This blog post introduces our paper "Better Language Models for Code through Self-Improvement" in Findings of Annual Meeting of the 61st Association of Computational Linguistics 2023 (ACL 2023).
1. Introduction
In this paper, we propose a simple augmentation technique to improve performance of code language models on sequence generation tasks. In particular, after fine-tuning a pre-trained language model on a specific sequence generation task, we
Use the fine-tuned model to create an augmented version of training data and then
Continue to fine-tune this model on the augmented dataset.
Our empirical evaluation results show that our framework significantly improves the state-of-the-arts PLMCs, including CodeBERT, CodeT5, UniXCoder with significant margins.
2. Methodology
The overall training pipeline as well as process of data augmentation are depicted by the below figures.

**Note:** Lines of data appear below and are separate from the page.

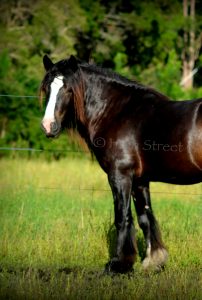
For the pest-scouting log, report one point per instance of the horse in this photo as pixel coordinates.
(137, 135)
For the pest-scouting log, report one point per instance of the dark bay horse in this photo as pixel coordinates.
(137, 134)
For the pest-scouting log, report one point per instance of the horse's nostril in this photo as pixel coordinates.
(54, 126)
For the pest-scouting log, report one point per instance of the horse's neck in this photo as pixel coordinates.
(103, 97)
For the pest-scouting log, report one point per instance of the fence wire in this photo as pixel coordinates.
(68, 151)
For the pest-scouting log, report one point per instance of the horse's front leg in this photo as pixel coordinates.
(156, 254)
(121, 185)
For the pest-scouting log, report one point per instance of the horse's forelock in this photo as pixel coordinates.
(78, 91)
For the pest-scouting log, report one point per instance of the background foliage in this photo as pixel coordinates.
(143, 40)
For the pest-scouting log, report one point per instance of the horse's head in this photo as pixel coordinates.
(57, 86)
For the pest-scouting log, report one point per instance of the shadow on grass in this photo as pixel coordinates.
(111, 237)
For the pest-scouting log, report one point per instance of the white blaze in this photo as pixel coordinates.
(49, 113)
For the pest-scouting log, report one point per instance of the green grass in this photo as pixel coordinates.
(54, 223)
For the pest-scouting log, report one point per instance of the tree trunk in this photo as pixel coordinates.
(188, 53)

Usually, models are pre-trained on large scale corpora, resulting in a pre-trained checkpoint $\theta_{pre - trained}$. These pre-trained models are then fine-tuned on a specific downstream dataset $D$ using a supervised-learning approach, resulting in a set of fine-tuned parameters $\theta_{fine - tuned}$. Our investigation revealed that model performance can be further improved if we continue to fine-tuned these parameters on an augmented version of $D$.
As depicted in Figure 1, our proposal for self-improvement is the final step in the overall training flow. Specifically, we propose a data augmentation process and an extra fine-tuning step in addition to the pre-training and fine-tuning paradigm. The process of augmenting the dataset is illustrated in Figure 2.
For each training pair of sequences $(x_i, y_i)$ in the train dataset $D$, we first use beam search to generate a list of K-best predictions $L_{K}$. This list contains $k$ predictions, where $k$ is the beam size.
We then evaluate the similarity of each prediction $\hat{y}{ij}$ and its corresponding ground truth sequence $y_i$ using a similarity function $sim$ based on BLEU score. The best prediction with highest similarity is then selected $\tilde{y}i = argmax{\hat{y}{ij} \in \mathcal{L}K}(sim(\hat{y}{ij}, y_i))$. In the last step, we add the pair of sequences $(x_i,\tilde{y}_i)$ into a new empty dataset $\tilde{D}$. We call this new dataset the augmented dataset or pseudo dataset interchangeably.
The next step requires fine-tuning $\theta_{fine-tuned}$ on $\tilde{D}$ until convergence. We call this new stage of model parameters $\theta_{improved}$.
3. Intuition
This section explains the intuition behind the method. Alternatively, we can view the method as a bootstrapping approach, where a model learns from its own predictions.
In the auto-regressive generation process, greedy decoding is a commonly used algorithm. However, using a small beam size during the search often leads to sub-optimal, less probable sequences. On the other hand, a larger beam size is more effective in maximizing likelihood. Based on these observations, we make two assumptions:
1. Higher probability indicates a more likely and preferred sequence.
2. Greedy search and large-beam-size search sequences are somewhat close in the model's sequence space. By adjusting the model parameters, we can potentially guide its distribution towards sequences generated with a large beam size (which have a high probability).
This raises the question: Why don't we directly optimize our model based on the probable sequences it generates?
However, there is a major issue with this approach. Since our model is an approximation of the true sequence distribution, there is no guarantee that sequence probability will perfectly align with our preferences.
To address this, we aim to optimize the model not only around the high probability region but also in the vicinity of our preferences. We achieve this by augmenting the training dataset and optimizing the model accordingly, as explained in the Methodology section.
The effectiveness of our method is demonstrated in the experimental results presented in the following section.
4. Results
The results of our code summarization task are presented in Table 1. On average, we observed an average of 0.76 BLUE score increase in performance across all languages. This improvement was consistent across various beam sizes (1, 5, 10), which confirms the effectiveness of our self-improved approach across a wide range of PLMCs. When comparing our model to other strong baselines, we found that our method improved the performance of CodeBERT for JavaScript from 15.78 to 16.39, surpassing the performance of PolyglotCodeBERT (15.80). This highlights the benefit of our self-improved method in improving weak models.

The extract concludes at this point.